Favorite Mechanics: [‘Action / Movement Programming’, ‘ Co-operative Play’, ‘Grid Movement’, ‘ Hand Management’, ‘ Modular Board’]
Favorite Categories: [‘Adventure’, ‘ Exploration’, ‘ Fantasy’, ‘ Fighting’, ‘Miniatures’]
Favorite Designers: [‘Isaac Childres’]
Looks like it caught those favorite mechanics correctly, there is only one game in our user’s collection at the moment. And here is our first batch of recommendations. For this example, I just had it print out the top 5, but it could print any number of recommendations needed. Here are those recommendations:
As you can see, we get a lot of Co-operative games, a lot of Adventure, Exploration, Fantasy games. If you aren’t familiar with these games, this probably won’t mean a whole lot to you, but I have played almost all of them and can say with good confidence that these are good recommendations for someone who enjoys Gloomhaven.
As you can see, Mage Knight is another one of those complicated games with a lot of moving parts, with cards, tiles, units, tokens etc. Needless to say, it’s an excellent recommendation for anyone who likes Gloomhaven.
You might also notice that I sort the recommendations based on the “owned” field. This number keeps track of the most purchased copies in the database. So in general, the higher the number, the more popular the game. Since we are trying to make a content-based recommendation system, we don’t want to base our recommendations on any sort of user ratings or reviews, but raw purchase data is a good metric. After all, we want to make good recommendations. Even if an extremely obscure game is an absolute perfect match to one of our owned games, that might be a weaker recommendation than a game that is less similar but more people have purchased it.
Our recommendation system is a success! We can say the user owns as many games as we like, and we will get more and more diverse recommendations.
For example, what would happen if we said we love Gloomhaven, but also a game like Codenames (A card game, involving a lot of social deception)
Here I had it print out the top 10 recommendations. And as you can see, it tries to divide the recommendations between Gloomhaven and Codenames, to try and give a diverse distribution of recommendations. By the way, Coup, The Resistance, and Spyfall, are all fantastic recommendations.

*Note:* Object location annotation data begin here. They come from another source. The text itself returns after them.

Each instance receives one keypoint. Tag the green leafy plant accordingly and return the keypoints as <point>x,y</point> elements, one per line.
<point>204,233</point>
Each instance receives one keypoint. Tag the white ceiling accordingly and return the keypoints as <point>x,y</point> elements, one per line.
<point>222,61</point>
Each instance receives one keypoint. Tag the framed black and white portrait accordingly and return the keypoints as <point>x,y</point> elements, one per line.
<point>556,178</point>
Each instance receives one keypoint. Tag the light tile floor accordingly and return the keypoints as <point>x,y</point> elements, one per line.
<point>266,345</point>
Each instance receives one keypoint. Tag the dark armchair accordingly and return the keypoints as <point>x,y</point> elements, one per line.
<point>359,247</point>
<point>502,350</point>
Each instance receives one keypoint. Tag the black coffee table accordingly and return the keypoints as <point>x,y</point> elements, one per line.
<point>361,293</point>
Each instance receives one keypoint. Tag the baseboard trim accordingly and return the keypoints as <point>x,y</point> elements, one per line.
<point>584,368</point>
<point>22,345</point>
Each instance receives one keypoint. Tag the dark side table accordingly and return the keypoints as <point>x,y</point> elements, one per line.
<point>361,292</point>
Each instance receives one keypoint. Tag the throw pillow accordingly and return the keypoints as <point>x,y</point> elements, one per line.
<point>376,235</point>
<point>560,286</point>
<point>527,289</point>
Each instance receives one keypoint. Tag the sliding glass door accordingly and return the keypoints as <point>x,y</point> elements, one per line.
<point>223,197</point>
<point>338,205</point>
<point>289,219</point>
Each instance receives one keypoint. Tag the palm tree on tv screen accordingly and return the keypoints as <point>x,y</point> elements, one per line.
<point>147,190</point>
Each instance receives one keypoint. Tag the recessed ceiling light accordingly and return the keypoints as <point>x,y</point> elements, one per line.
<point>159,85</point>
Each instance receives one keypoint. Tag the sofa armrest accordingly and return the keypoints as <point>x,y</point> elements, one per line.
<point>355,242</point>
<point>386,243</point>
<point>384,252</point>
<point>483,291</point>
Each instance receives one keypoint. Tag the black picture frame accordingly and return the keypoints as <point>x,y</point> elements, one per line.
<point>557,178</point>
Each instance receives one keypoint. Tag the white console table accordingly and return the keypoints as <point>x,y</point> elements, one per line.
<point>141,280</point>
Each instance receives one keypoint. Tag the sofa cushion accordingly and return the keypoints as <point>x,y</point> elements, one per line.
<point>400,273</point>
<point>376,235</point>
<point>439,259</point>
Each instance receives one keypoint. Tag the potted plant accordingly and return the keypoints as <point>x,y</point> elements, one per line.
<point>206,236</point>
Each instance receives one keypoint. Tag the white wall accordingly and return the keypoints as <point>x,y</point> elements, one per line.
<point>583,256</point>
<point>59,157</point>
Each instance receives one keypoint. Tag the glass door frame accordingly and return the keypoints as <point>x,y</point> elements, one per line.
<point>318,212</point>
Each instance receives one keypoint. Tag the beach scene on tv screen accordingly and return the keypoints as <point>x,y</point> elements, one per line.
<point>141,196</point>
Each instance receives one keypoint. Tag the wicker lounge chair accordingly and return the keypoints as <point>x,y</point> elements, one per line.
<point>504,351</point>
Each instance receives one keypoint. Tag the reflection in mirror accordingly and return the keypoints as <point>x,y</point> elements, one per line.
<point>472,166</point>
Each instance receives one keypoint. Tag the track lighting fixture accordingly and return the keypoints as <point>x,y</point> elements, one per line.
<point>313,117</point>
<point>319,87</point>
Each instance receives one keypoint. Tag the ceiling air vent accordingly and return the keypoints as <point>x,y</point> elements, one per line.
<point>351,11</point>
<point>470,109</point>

There is also a quirk of the system where it only filters exact matches for the names of games. Therefore, situations may arise where remakes, expansions, and sequels will frequently get matched due to them all having a high similarity score but not having the exact same name. In this case, Codenames: Pictures. In some cases, we may want to get these sorts of recommendations, so I left the feature be. But depending on requirements, you may want to filter out any games that have similar names to games we already own.
That wraps up my walk-through of my most recent training exercise. It was a ton of fun to do, and I learned a lot about machine learning, recommendation engines, python, databases and much much more. I hope you enjoyed exploring this little project of mine. This is just one small example of the kind of creative, challenging work you get to do at Hacware. And this is just for practice!